I stand out in the photo.

You see my hands gripping the handlebars of my beloved town bike. What you don’t see is God caressing those hands with high-fives. The day this photo was taken, that bicycle grace relieved me of the physical pain of moral certitude.

When I was in my 50’s, I worked in downtown Chicago overlooking the Daley Center. Every month a group of bicyclists, Critical Mass, gather in the plaza before their raucous ride through city streets. How I longed to join them! But I’d been derailed from lifelong bike-riding by fibromyalgia. After I retired I downshifted into wheelchair-bound despondency.

Suicidal thoughts took me to the velodrome of alternative therapies. Round and round I went to anyone, anything that might relieve my suffering mind-body. Eventually meditation led to feldenkrais, writing therapy, pain relief, and a bicycle.

I’ve marched in peace demonstrations since the 1960’s so “Biking Against the Bomb” was the perfect foray into group cycling since I regained mobility. Educated by nuns, I learned about peace huddled under my 1st-grade desk hiding from a possible atomic bomb. Pray for peace. God required peace by every means possible.

President Truman had written his own moral code a year before I was born. In August, 1945 he murdered 180,000 Japanese civilians with atomic bombs. An unnamed fear took root in my fetal shroud and sprouted in the dappled shade of A-bomb-talk throughout my youth. This genetic consequence chained me to the spokes of peace activism.
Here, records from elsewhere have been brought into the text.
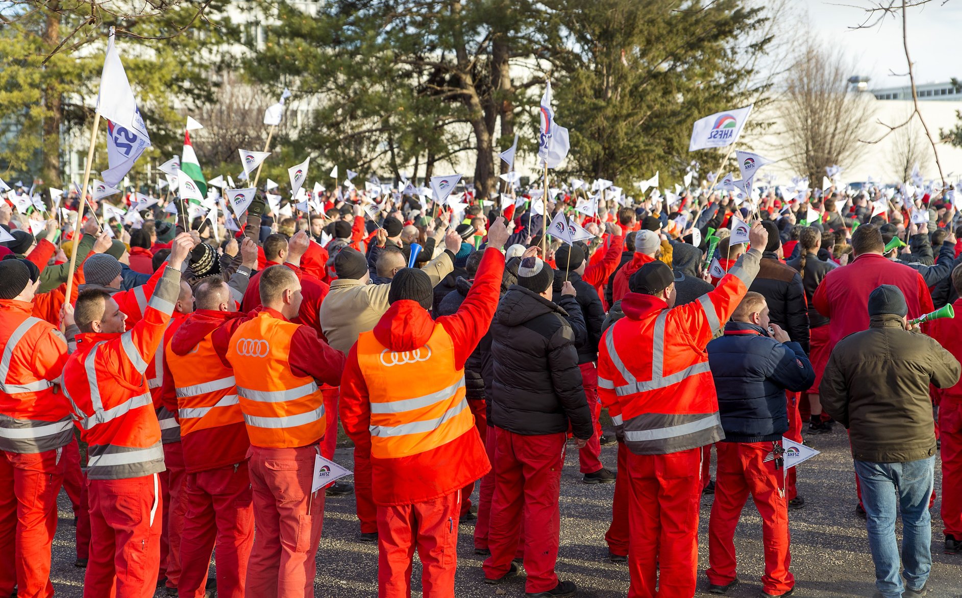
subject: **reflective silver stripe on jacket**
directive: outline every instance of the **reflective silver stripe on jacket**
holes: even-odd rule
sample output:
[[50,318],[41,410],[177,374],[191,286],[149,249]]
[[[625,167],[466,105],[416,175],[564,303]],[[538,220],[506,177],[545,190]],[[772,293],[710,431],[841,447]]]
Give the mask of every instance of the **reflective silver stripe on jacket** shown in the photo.
[[228,376],[227,378],[212,380],[211,382],[205,382],[203,384],[194,385],[192,386],[177,386],[177,398],[183,399],[185,397],[197,396],[198,394],[216,392],[217,390],[224,390],[226,388],[230,388],[236,384],[237,381],[234,379],[234,376]]
[[256,401],[258,403],[283,403],[284,401],[294,401],[313,394],[316,390],[317,383],[313,380],[303,386],[288,388],[287,390],[254,390],[252,388],[238,386],[238,394],[240,395],[240,398],[247,399],[248,401]]
[[[10,373],[10,362],[13,359],[13,349],[16,345],[20,343],[24,335],[38,324],[47,324],[38,317],[28,317],[27,319],[20,322],[20,325],[16,327],[13,334],[11,335],[10,338],[7,340],[7,346],[4,347],[3,357],[0,357],[0,392],[6,392],[7,394],[16,394],[18,392],[39,392],[40,390],[46,390],[53,386],[53,384],[48,380],[38,380],[36,382],[27,382],[23,384],[13,385],[7,384],[7,375]],[[49,324],[47,324],[49,326]]]
[[303,426],[305,424],[311,424],[316,421],[320,421],[320,418],[324,416],[324,406],[319,405],[317,409],[310,411],[304,413],[297,413],[295,415],[281,415],[278,417],[263,417],[260,415],[248,415],[243,414],[243,420],[248,426],[253,426],[255,428],[295,428],[297,426]]
[[185,407],[177,410],[177,414],[181,419],[203,417],[211,412],[211,410],[218,407],[231,407],[238,404],[238,395],[228,394],[220,397],[220,400],[211,407]]
[[400,401],[388,401],[387,403],[371,403],[370,412],[371,413],[401,413],[403,411],[410,411],[416,409],[421,409],[434,405],[439,401],[443,401],[444,399],[450,399],[454,393],[458,391],[459,388],[464,387],[465,377],[462,376],[461,380],[451,385],[446,388],[438,390],[437,392],[432,392],[430,394],[425,394],[424,396],[415,397],[413,399],[402,399]]
[[88,447],[87,477],[91,480],[137,478],[164,471],[164,446],[148,448],[114,445]]
[[402,436],[408,434],[431,432],[432,430],[437,430],[445,421],[451,419],[466,409],[468,409],[468,401],[461,399],[460,403],[444,411],[444,413],[437,419],[413,421],[399,426],[370,426],[370,436],[387,438],[392,436]]
[[73,438],[69,415],[60,421],[16,419],[0,413],[0,451],[42,453],[59,449]]
[[[97,397],[97,404],[100,403],[100,397]],[[121,415],[125,415],[128,411],[138,409],[139,407],[146,407],[148,405],[153,405],[153,401],[150,398],[150,393],[145,392],[143,394],[139,394],[135,397],[131,397],[117,405],[116,407],[112,407],[109,410],[104,410],[103,406],[100,405],[100,409],[95,410],[93,415],[89,417],[82,417],[80,419],[80,426],[84,430],[89,430],[90,428],[98,425],[107,423],[113,419],[116,419]]]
At my meditation group I tried to describe my day of bicycle grace but spiritual gobbledegook fell out of my mouth and I self-consciously coasted to the end of my sharing with, ”I think I could ride with Critical Mass now.”

Group-think chattered: “Oh no. Not them. Scofflaws. Sail through stop signs. Wheel around pedestrians. Weave in and out of traffic. Lawless.”

I said, “But they have a police escort.”

“Yeah. Unruly fringe group. Take over the street and piss off drivers.”